Como ela
consegue ? Um abrir de olhos dela ao amanhecer parece o nascer de uma nova
vida, um novo ano que surge a cada vinte e quatro horas de um ciclo que se
depender de mim poderia ser infinito, como no filme Amor Além da Vida, que o
amor vence o julgamento entre céu e inferno. Um sorriso dela é simplesmente um
abrir de cortina numa mansão vampiresca escura e praticamente sem vida. Quando
os raios de sol penetram a camada fina de vidro é praticamente a descoberta de
um novo mundo. O toque dos pés dela no chão, nem apressados, nem preguiçosos
demais. Pra que ? Era dia de folga, era dia dela levantar mais feliz do que de
costume, acariciar nosso gato que chamávamos carinhosamente de filho. Ela dava
vida à aquele apartamento, antes repleto de sujeira, latas de Pepsi espalhada pelo
chão, caixas e mais caixas de pizza cobertas por formigas numa pequena lata de
lixo ao qual minha preguiça era quase incapaz de limpar todo dia. Mas
sinceramente, a melhor parte do dia era vê-la mexer numa radiola velha que eu
acreditava não funcionar mais, colocar The Corrs como som ambiente, me abraçar
por trás enquanto "concentradamente" fingia estar preparando o melhor
prato do mundo para a rainha da Inglaterra. Era esplêndida a forma que ela dava
vida a tudo que fazia com aquele sorriso. O segurar da vassoura e o inglês que
parecia superar até a própria Andrea Corr era praticamente um tormento pra mim,
que tinha que prestar atenção no fogão, ao mesmo tempo que ela me hipnotizava
com aquele short curto de dentro de casa, aquela camisa minha surrada do AC/DC
do primeiro Rock In Rio que fomos juntos e aquele rabo de cavalo... Aquele rabo
de cavalo que todo leitor masculino deve ter lido bem devagar, apertando o olho
e pensando na atriz pornô predileta. Sentindo que precisava agir, dei um grito
desesperado como se algo de grave tivesse acontecido. Enquanto ela desesperada
corre pra cozinha e me pergunta o que houve, dou-lhe um abraço, seguido de um
beijo como um fã atacaria seu ídolo depois de conseguir subir no palco,
dizendo-lhe - Nada, só não tava mais resistindo a esse meu pequeno raio de sol.
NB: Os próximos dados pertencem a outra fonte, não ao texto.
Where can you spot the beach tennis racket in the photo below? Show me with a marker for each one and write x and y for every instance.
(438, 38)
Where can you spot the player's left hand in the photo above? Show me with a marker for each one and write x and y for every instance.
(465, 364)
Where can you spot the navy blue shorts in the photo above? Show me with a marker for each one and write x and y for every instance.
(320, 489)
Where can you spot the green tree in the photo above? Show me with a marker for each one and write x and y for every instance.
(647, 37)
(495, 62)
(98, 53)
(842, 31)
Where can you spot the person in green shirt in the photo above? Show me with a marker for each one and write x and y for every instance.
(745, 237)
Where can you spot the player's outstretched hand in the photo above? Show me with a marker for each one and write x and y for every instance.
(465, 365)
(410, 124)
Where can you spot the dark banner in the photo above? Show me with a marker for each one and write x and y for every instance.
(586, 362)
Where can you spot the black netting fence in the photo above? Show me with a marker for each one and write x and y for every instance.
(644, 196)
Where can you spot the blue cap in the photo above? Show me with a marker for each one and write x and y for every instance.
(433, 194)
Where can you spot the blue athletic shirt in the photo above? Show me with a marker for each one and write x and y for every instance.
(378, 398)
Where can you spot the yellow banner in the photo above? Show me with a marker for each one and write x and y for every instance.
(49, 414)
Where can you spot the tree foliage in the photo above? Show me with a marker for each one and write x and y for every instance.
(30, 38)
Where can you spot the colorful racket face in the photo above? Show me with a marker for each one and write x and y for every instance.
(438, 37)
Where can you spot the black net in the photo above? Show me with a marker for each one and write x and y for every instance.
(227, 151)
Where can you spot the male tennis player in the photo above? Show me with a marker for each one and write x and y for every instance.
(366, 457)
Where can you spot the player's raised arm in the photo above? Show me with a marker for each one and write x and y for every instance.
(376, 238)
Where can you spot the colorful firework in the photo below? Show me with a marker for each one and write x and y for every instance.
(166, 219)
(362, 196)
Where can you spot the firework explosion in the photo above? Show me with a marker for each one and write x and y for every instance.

Ela sorri enquanto me beija, me chama de besta e sai me olhando de canto, me
atiçando... Sabendo que eu não podia me ausentar. Queria caprichar no nosso
primeiro almoço juntos, no nosso primeiro dia de "casados". Estávamos
nos adequando a idéia de casar. Aquele chamado período de experiência que as
empresas fazem com novatos, sabe ? Pois bem, nos dávamos bem, sabíamos
conversar e chegar num denominador comum, eu sempre concordando com ela a
maioria das vezes... Mas é isso que todo macho alfa faz. Você acha que com você
será diferente ? Basta olhar a genética da sua família e amigos. Ela conseguia
me fascinar de um jeito mais que perfeito do que quando fomos apresentados
informalmente. Esqueça aquelas histórias em que os nossos olhos se cruzando e o
destino nos unindo... Foi apenas uma distração da minha maldita playlist que
insistia em tocar a música que não me agradava no momento. O desespero ao ver
meu celular ir ao chão, o palavrão engasgado na garganta, logo engolido por uma
visão jamais esquecida, aquele sorriso enorme de sem graça ao me pedir desculpa
foi instantâneo pra me acalmar, não o suficiente pra fazer qualquer tipo de
piada indireta. Ainda hoje tenho um certo receio de mexer com mulher na rua,
sei lá, hoje em dia só de você roçar em uma no ônibus é motivo de tomar facada,
imagine num shopping ? Mas por incrível que pareça, olha quem eu encontro na
fila do cinema ? Aquele enorme sorriso que me fez colocar logo o celular no
bolso com cara de assustado, só pra prolongar o tempo e eu contemplar mais
ainda aquela bela visão. Visão que com uns poucos anos viria a se tornar
continua na minha vida, cada vez mais presente e sorridente. Seja tirando foto,
fazendo careta, nas nossas idiotices praticadas diariamente... Visão que queria
ter o máximo possível de tempo nessa minha curta passagem pela Terra.